When C.F. Martin & Co. lent a priceless, 140-year-old guitar to Quentin Tarantino’s Hateful Eight, it was on the understanding that it would be returned unharmed. Seeing that the film’s script involved Kurt Russell smashing the instrument in a fit of rage, the production came up with a skillful workaround: Between shots, they would swap the guitar out with one of six replicas made precisely for that purpose. Except that isn’t quite what happened. As the film’s sound mixer Mark Ulano recalled this week, “Somehow that didn’t get communicated to Kurt … Kurt shattered the antique guitar and everyone was pretty freaked out,” including Jennifer Jason Leigh, whose authentic look of shock apparently delighted Tarantino.

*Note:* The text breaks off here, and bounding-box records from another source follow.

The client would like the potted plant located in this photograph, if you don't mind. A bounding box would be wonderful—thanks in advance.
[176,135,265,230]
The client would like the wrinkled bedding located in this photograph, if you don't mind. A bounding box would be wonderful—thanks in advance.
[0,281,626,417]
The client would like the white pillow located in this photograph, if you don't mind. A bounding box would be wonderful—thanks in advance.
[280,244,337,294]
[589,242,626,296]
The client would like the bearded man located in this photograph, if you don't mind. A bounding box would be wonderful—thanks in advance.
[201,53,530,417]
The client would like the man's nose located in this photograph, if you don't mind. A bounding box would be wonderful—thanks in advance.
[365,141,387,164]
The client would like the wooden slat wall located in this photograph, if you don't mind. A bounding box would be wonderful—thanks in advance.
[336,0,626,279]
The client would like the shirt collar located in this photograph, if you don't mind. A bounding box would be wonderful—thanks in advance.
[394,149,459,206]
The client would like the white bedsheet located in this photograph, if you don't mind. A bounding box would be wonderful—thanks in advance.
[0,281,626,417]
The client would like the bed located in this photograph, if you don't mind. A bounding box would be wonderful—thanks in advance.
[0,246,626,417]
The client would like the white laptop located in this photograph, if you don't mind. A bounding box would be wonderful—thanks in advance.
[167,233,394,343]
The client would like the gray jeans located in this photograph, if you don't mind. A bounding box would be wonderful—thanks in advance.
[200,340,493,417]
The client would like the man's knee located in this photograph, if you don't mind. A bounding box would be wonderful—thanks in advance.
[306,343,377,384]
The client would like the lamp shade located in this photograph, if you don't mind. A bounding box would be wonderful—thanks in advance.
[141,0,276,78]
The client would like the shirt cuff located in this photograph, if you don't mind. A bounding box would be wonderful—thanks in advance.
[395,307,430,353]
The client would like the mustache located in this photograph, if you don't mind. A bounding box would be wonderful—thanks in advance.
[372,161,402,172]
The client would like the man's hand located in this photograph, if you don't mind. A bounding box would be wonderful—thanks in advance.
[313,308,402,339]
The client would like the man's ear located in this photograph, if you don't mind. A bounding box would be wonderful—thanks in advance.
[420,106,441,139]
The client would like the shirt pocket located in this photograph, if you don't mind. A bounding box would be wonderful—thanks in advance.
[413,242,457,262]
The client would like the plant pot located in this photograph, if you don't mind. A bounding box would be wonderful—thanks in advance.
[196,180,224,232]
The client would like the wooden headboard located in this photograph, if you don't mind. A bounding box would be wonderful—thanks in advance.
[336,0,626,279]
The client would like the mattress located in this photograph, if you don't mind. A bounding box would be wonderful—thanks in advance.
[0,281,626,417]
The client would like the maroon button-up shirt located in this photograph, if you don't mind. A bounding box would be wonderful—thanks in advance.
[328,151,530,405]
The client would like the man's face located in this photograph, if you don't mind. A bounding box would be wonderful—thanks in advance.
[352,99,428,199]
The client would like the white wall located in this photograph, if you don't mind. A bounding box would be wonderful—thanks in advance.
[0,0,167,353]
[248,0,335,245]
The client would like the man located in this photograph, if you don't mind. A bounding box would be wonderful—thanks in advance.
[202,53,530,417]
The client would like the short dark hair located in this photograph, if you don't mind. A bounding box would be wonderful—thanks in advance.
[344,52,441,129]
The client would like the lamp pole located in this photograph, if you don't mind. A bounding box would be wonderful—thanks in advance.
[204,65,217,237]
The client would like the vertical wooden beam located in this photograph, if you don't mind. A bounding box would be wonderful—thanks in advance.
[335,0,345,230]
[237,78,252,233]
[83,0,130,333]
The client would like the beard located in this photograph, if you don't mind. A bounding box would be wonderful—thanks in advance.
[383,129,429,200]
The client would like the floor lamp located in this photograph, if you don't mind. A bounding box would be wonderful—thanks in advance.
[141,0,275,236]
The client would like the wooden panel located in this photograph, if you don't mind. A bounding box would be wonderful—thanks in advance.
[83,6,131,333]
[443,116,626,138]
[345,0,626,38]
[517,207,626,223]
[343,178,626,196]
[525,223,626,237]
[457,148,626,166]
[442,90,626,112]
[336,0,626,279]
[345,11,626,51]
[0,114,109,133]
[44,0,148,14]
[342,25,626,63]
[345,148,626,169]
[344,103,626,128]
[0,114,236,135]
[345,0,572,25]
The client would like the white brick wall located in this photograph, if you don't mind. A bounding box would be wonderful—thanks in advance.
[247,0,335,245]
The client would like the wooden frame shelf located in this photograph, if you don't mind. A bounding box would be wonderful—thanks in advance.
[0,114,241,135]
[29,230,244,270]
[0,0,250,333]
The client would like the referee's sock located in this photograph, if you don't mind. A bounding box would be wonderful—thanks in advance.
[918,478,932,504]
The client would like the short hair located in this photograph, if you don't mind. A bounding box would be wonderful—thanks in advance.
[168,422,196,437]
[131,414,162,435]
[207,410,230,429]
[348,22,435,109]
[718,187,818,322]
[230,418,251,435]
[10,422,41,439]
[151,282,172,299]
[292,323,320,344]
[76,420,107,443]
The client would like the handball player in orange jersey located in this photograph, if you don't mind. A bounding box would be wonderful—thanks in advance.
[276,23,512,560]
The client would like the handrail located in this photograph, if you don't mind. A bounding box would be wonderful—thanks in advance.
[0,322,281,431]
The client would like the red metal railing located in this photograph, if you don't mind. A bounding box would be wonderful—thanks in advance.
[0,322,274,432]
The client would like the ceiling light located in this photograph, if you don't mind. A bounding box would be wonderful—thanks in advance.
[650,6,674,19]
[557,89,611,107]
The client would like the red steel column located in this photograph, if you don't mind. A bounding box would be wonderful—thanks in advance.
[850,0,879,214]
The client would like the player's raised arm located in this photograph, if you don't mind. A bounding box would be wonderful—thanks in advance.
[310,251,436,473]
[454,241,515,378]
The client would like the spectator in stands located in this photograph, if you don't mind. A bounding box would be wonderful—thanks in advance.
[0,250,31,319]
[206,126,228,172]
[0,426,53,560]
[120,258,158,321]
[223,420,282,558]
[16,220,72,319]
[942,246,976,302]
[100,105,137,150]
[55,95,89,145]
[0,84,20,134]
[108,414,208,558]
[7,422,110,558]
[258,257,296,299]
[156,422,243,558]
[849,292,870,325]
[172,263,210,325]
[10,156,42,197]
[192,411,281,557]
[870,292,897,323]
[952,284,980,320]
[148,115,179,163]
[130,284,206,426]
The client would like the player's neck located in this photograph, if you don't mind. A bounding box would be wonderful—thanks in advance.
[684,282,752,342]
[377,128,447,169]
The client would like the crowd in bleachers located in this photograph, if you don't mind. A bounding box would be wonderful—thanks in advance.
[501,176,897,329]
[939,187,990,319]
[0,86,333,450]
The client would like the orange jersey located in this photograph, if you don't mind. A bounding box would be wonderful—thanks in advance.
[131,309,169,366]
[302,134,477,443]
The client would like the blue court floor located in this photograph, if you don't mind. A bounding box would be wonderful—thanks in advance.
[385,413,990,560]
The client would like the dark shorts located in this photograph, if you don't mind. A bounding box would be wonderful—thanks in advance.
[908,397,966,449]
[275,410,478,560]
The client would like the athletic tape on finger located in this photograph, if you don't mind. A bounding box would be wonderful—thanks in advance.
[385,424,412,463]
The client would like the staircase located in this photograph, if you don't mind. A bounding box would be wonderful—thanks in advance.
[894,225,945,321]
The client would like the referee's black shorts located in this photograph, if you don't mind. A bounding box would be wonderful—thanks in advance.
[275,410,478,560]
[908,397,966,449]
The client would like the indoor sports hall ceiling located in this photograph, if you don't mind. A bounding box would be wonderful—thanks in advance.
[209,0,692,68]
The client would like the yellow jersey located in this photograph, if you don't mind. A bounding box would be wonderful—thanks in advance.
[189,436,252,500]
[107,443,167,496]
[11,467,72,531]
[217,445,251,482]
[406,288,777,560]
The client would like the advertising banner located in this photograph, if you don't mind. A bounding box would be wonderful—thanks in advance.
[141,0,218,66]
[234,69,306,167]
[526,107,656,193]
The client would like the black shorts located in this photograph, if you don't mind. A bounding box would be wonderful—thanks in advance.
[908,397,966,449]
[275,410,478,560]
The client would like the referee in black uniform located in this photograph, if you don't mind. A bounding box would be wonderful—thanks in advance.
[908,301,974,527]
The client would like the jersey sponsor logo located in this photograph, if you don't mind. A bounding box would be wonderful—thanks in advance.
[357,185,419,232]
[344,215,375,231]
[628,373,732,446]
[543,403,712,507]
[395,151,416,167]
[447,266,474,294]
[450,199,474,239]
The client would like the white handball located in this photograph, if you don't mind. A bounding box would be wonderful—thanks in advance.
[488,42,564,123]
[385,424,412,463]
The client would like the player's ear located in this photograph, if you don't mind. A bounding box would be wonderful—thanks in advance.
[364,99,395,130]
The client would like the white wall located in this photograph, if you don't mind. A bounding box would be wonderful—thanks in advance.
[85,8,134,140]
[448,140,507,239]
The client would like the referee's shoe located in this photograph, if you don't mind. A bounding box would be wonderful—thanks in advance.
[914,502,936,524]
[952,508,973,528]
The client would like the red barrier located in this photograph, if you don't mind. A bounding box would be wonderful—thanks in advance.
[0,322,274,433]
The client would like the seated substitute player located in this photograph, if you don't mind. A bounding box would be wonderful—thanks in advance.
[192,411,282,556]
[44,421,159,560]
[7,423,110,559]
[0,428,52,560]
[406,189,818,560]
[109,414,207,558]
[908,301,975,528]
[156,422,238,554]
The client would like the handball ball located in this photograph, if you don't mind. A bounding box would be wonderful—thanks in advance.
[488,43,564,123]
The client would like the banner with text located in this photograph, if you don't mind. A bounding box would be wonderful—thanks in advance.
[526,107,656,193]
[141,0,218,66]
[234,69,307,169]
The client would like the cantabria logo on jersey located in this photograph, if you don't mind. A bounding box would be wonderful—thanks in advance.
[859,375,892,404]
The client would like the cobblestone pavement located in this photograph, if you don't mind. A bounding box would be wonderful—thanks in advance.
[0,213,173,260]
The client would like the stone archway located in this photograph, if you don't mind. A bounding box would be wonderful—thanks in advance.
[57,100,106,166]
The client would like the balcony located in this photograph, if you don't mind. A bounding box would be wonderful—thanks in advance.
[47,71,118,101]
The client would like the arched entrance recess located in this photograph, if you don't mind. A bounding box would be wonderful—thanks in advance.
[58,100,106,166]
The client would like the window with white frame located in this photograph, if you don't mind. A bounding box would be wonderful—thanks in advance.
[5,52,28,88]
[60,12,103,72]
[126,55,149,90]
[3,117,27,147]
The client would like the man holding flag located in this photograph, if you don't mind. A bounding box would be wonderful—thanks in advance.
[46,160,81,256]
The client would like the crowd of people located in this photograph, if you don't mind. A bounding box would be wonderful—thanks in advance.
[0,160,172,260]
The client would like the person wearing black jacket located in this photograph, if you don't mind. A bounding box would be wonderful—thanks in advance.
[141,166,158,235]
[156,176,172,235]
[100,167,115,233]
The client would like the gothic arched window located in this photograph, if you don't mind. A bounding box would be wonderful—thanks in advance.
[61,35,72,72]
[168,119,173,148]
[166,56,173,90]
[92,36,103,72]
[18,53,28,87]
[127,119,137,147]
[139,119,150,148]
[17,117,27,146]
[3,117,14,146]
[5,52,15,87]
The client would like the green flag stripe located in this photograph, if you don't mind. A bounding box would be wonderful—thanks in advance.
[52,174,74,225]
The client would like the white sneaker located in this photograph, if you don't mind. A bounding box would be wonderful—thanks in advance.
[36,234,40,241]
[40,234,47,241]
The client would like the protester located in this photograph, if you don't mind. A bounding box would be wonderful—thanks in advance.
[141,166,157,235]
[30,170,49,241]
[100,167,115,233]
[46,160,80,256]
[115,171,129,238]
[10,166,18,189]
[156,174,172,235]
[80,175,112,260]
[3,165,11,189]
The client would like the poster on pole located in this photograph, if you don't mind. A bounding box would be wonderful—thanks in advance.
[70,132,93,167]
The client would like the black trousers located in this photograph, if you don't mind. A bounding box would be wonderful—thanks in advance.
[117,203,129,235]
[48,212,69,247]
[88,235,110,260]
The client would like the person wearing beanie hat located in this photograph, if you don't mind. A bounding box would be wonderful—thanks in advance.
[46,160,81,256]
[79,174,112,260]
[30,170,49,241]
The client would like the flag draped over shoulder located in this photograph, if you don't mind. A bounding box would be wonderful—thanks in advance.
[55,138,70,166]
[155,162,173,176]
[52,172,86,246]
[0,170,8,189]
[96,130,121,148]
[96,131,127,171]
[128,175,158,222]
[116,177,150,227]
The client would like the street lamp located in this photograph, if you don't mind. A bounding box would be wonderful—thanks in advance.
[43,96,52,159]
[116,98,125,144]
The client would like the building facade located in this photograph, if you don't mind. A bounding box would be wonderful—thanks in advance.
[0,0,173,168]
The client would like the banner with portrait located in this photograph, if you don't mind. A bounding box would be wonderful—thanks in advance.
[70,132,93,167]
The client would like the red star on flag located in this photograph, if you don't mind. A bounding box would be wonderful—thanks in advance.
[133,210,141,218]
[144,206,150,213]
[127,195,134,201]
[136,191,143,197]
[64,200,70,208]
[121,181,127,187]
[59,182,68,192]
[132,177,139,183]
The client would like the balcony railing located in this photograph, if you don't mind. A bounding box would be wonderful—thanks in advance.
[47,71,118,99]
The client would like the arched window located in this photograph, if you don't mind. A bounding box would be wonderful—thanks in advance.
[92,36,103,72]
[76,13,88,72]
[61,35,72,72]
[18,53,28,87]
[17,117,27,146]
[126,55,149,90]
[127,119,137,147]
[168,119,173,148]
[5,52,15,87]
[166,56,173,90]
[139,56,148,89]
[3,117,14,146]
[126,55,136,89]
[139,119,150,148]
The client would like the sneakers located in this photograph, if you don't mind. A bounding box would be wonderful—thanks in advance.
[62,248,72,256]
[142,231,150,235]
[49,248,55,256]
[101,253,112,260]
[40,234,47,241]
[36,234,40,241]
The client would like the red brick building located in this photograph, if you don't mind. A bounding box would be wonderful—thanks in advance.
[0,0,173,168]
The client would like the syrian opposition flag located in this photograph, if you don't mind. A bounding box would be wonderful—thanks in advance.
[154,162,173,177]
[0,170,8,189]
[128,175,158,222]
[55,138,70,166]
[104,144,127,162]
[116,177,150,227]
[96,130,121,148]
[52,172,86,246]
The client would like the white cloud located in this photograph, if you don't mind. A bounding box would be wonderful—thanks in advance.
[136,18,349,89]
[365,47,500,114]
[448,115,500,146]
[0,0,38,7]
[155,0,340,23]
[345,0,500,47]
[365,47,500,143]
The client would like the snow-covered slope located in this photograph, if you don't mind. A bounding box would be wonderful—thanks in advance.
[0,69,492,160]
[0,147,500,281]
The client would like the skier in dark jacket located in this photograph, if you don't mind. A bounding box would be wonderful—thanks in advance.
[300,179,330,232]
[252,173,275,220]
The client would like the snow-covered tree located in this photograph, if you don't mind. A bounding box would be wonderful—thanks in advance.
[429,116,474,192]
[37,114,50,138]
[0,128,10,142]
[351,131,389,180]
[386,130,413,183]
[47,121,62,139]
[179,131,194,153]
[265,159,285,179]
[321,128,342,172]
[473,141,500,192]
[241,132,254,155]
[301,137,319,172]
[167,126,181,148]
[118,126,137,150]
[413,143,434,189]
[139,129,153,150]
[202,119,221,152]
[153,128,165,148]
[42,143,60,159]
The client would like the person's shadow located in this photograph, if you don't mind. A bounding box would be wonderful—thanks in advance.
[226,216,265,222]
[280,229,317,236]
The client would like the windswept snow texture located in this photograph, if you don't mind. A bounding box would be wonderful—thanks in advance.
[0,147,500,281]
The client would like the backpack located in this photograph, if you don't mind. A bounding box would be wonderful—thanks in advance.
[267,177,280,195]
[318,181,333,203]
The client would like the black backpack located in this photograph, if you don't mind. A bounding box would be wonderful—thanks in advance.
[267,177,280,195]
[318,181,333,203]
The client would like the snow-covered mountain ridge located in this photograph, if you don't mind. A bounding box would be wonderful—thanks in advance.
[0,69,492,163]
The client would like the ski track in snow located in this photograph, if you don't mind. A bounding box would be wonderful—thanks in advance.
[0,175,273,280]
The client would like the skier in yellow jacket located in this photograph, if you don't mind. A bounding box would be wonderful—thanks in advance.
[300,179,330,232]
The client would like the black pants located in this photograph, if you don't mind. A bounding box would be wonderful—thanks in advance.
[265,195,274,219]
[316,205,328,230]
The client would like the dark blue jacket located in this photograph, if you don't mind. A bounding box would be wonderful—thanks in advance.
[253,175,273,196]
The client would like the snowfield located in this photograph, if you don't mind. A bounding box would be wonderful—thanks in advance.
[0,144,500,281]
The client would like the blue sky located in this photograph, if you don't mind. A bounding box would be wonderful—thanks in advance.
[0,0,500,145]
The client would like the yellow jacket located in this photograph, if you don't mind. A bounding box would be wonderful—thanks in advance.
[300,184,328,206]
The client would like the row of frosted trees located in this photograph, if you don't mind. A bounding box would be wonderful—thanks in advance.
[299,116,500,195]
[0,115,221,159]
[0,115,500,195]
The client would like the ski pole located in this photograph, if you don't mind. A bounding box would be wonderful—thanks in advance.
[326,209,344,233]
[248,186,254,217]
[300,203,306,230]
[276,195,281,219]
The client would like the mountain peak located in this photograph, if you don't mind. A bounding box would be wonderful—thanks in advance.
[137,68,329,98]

Though those involved with the production swore Martin took the loss in stride, that was apparently because the company didn’t quite understand just how the guitar got destroyed. After reading about Ulano’s remarks on blogs like anyone else, Martin Guitar Museum director Dick Boak gave a stern statement to Reverb, explaining how “distressed” the company was by the news:
We were informed that it was an accident on set. We assumed that a scaffolding or something fell on it. We understand that things happen, but at the same time we can’t take this lightly. All this about the guitar being smashed being written into the script and that somebody just didn’t tell the actor, this is all new information to us. We didn’t know anything about the script or Kurt Russell not being told that it was a priceless, irreplaceable artifact from the Martin Museum … I don’t think anything can really remedy this. We’ve been remunerated for the insurance value, but it’s not about the money. It’s about the preservation of American musical history and heritage.
As a result, Boak says the company won’t loan out instruments to any more film productions — yes, even Wes Anderson’s forthcoming documentary, The Splendid Guitar That Sat on a Shelf and Nobody Ever Went Near.